We confirm. Substantial evidence supports, respondent’s determination that petitioner failed to sustain her burden of demonstrating that she was entitled to disability retirement benefits (see, Matter of Guerra v McCall, 255 AD2d 684; Matter of Mayo v McCall, 253 AD2d 977; Matter of Rockwell v State of New York, 249 AD2d 764; Matter of Sloan v McCall, 238 AD2d 666). John Dolan, a specialist in orthopedic surgery who examined petitioner and testified on behalf of the Retirement System, concluded that based upon his familiarity with the requirements of petitioner’s occupation, petitioner should not be considered permanently disabled from her occupation as a disability aide. An MRI was done on her lumbar spine and, according to Dolan, it was “unremarkable”. While petitioner’s two doctors testified that petitioner was permanently disabled, the Hearing Officer was entitled to credit the testimony of one medical expert over that of another (see, Matter of Sloan v Me-*873Call, supra; Matter of Ferguson v McCall, 228 AD2d 1002; Matter of Harr v State of New York, 222 AD2d 926; Matter of Prudente v McCall, 218 AD2d 896).
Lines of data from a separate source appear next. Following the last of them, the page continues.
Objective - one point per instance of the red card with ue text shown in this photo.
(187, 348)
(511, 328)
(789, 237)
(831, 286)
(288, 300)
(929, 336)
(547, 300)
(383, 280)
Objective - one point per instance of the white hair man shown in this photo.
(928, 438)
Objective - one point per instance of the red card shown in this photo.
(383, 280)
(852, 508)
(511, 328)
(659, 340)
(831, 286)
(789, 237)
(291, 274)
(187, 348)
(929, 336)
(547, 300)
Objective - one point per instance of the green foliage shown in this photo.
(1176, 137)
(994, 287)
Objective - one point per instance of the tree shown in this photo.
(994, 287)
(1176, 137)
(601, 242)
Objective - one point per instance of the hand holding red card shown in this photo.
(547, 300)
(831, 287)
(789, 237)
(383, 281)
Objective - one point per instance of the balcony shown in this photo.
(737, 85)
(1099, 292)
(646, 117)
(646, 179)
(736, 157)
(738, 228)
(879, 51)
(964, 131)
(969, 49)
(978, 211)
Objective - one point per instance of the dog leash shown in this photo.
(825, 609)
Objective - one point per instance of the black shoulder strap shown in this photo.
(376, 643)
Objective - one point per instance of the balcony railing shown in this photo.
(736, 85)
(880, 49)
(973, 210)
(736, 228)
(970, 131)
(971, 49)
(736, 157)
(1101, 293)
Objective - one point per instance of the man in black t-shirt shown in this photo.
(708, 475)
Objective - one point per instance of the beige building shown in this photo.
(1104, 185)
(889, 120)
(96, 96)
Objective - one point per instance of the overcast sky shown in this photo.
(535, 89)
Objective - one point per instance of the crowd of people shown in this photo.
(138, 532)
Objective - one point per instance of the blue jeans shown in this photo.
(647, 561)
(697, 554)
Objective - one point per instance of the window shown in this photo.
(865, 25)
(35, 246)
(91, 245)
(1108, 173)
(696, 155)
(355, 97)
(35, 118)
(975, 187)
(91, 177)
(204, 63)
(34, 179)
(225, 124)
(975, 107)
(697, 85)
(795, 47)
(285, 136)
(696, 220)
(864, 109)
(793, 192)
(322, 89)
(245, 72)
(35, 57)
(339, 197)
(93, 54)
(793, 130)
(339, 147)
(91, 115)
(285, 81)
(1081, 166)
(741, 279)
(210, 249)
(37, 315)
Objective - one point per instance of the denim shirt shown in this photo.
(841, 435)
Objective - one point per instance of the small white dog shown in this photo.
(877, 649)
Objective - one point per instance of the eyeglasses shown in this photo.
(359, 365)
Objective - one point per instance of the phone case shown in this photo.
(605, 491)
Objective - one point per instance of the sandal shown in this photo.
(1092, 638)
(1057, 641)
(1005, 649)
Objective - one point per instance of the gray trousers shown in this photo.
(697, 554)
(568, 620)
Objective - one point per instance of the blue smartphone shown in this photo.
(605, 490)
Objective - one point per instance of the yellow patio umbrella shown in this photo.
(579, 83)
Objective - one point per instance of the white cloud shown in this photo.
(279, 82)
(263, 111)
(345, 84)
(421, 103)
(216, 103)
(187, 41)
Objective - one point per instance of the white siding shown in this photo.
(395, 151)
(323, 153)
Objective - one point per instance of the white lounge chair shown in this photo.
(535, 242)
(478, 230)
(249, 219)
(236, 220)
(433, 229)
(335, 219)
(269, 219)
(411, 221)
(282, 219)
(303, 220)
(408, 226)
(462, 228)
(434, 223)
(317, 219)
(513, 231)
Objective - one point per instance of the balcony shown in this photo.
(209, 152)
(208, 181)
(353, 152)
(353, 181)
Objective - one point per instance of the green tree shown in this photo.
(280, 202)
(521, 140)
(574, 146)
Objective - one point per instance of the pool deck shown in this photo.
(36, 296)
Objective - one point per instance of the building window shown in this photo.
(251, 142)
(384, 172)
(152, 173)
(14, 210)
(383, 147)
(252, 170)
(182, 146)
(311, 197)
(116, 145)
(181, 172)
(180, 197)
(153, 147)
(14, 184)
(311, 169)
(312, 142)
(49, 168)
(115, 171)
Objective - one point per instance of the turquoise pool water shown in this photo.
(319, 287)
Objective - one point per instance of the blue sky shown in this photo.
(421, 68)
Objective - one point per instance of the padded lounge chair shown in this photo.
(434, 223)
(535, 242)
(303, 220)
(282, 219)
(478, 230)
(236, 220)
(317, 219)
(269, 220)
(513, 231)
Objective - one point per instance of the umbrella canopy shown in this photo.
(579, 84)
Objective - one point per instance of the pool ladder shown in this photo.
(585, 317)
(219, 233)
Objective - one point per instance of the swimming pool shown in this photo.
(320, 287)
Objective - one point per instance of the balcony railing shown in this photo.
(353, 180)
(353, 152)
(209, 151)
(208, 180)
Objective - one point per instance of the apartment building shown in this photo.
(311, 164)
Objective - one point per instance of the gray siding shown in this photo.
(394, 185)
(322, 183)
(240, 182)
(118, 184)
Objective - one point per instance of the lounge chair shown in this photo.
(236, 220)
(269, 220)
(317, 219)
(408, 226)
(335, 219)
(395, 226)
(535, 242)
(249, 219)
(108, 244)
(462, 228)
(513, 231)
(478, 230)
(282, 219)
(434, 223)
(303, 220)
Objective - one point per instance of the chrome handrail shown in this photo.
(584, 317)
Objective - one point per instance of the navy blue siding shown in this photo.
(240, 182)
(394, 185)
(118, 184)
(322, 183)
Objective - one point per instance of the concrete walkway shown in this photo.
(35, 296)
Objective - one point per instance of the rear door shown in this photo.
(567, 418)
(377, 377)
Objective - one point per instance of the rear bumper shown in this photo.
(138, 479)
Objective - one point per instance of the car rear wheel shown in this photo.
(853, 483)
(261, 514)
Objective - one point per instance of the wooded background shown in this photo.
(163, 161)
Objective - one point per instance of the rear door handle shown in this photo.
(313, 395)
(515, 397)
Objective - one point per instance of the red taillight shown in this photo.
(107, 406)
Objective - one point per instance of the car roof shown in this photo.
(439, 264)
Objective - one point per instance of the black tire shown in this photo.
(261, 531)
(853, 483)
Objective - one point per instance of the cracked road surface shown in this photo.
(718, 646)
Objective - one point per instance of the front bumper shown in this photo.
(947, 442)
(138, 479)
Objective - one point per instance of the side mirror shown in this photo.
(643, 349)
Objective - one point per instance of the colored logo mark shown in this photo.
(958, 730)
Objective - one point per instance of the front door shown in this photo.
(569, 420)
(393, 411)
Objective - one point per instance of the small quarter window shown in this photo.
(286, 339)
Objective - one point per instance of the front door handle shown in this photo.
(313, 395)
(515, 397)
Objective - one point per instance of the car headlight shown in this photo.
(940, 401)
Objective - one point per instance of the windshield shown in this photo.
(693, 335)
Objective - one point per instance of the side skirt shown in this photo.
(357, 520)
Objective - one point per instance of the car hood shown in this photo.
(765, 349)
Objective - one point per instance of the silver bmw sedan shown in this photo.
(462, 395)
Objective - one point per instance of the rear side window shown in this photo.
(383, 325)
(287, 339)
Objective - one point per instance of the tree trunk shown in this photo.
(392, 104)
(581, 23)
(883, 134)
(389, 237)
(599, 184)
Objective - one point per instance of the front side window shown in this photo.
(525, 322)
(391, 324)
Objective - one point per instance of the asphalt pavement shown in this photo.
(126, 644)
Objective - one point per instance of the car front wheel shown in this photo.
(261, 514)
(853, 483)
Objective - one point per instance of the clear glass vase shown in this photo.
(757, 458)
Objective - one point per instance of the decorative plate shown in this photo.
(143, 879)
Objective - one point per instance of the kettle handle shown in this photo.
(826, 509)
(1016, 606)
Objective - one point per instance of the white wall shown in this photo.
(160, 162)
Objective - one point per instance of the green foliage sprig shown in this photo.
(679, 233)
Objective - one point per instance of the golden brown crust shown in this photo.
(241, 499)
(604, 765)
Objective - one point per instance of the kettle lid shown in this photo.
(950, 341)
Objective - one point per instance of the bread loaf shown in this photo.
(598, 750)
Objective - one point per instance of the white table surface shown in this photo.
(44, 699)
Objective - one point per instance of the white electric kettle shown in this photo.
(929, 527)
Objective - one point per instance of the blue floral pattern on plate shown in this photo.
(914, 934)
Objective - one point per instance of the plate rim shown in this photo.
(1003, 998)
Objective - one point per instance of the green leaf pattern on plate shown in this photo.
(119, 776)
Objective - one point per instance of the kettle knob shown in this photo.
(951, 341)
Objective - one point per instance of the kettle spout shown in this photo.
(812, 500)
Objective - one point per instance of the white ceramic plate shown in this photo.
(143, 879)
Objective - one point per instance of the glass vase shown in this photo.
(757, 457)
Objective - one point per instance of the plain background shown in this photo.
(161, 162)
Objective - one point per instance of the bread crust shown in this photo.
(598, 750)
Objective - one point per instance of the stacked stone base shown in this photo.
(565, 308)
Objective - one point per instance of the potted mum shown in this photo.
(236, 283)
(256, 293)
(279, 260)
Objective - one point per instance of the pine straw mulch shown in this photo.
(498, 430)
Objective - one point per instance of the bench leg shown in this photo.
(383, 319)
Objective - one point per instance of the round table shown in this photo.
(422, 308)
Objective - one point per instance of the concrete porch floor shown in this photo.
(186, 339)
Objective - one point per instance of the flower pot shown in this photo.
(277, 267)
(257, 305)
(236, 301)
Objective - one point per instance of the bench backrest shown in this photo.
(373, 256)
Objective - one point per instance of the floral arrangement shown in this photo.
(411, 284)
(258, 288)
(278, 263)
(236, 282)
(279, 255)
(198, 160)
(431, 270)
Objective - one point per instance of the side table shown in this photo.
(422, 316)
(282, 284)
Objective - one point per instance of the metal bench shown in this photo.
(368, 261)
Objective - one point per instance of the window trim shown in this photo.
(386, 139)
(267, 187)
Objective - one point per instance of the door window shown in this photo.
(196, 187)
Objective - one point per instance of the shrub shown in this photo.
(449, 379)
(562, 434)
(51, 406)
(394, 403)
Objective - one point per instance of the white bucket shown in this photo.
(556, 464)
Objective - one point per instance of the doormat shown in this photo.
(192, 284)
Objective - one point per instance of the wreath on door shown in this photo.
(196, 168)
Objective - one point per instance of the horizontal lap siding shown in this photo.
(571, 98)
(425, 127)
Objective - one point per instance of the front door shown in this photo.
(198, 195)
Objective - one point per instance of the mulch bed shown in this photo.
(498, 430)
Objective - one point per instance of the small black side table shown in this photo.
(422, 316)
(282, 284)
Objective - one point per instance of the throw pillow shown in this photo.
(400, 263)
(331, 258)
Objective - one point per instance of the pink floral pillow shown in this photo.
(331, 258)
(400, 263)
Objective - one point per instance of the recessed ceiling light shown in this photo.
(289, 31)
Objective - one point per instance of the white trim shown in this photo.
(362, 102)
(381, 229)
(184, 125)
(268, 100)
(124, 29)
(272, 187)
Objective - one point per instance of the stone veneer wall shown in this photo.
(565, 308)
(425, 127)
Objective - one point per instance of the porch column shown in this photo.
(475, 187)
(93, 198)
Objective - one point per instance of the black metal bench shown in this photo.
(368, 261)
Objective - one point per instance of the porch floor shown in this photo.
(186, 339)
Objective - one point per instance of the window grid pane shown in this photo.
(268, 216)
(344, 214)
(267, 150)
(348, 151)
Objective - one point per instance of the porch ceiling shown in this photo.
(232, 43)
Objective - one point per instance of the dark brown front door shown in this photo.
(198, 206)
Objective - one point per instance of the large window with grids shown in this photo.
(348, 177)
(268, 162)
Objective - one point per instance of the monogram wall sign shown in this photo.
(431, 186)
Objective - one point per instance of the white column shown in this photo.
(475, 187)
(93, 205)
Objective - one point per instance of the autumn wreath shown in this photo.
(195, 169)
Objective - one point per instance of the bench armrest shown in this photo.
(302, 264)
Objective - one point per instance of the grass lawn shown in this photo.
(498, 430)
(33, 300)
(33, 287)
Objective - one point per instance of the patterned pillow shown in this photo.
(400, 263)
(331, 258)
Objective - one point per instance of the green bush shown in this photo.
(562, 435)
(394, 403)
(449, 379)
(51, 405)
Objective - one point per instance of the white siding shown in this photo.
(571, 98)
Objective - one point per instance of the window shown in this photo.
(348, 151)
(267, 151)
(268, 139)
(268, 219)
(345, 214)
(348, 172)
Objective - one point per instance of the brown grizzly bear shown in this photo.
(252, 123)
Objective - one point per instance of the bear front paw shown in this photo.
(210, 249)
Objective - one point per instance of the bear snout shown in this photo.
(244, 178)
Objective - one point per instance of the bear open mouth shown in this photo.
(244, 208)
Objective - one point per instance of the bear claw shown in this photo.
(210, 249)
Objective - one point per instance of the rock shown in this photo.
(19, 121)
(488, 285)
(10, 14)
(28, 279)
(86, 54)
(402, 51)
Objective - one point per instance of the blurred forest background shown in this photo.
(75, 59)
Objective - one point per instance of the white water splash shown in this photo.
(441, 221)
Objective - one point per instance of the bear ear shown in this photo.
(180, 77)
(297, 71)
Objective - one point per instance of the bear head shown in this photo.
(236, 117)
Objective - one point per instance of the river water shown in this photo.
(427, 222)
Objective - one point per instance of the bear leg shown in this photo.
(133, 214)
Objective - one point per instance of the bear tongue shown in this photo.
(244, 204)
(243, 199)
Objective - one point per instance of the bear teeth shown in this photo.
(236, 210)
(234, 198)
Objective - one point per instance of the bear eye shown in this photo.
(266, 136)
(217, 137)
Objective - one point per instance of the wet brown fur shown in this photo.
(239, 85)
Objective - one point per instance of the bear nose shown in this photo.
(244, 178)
Moreover, the Hearing Officer properly refused to allow petitioner to introduce on rebuttal a report of a second MRI that was taken after the first hearing and before the second hearing, which report was completed approximately two years after the injury had been sustained. The reports constituted hearsay evidence which petitioner attempted to introduce after the close of her direct case. Petitioner wanted to cross-examine Dolan with the second MRI report; however, the reports were not in existence at the time that Dolan examined petitioner and could not be used to impeach Dolan. Under these circumstances, the Hearing Officer did not abuse his discretion by refusing to consider this hearsay evidence (see, Matter of Keller v Regan, 212 AD2d 856, 858; Matter of Motta v New York State Policemen’s & Firemen’s Retirement Sys., 68 AD2d 994).

Furthermore, the Social Security Administration’s determination to the contrary is not binding in this application for disability retirement benefits and does not mandate a different result (see, Matter of Keller v Regan, supra, at 857).

Mikoll, J. P., Mercure, Crew III and Yesawich Jr., JJ., concur. Adjudged that the determination is confirmed, without costs, and petition dismissed.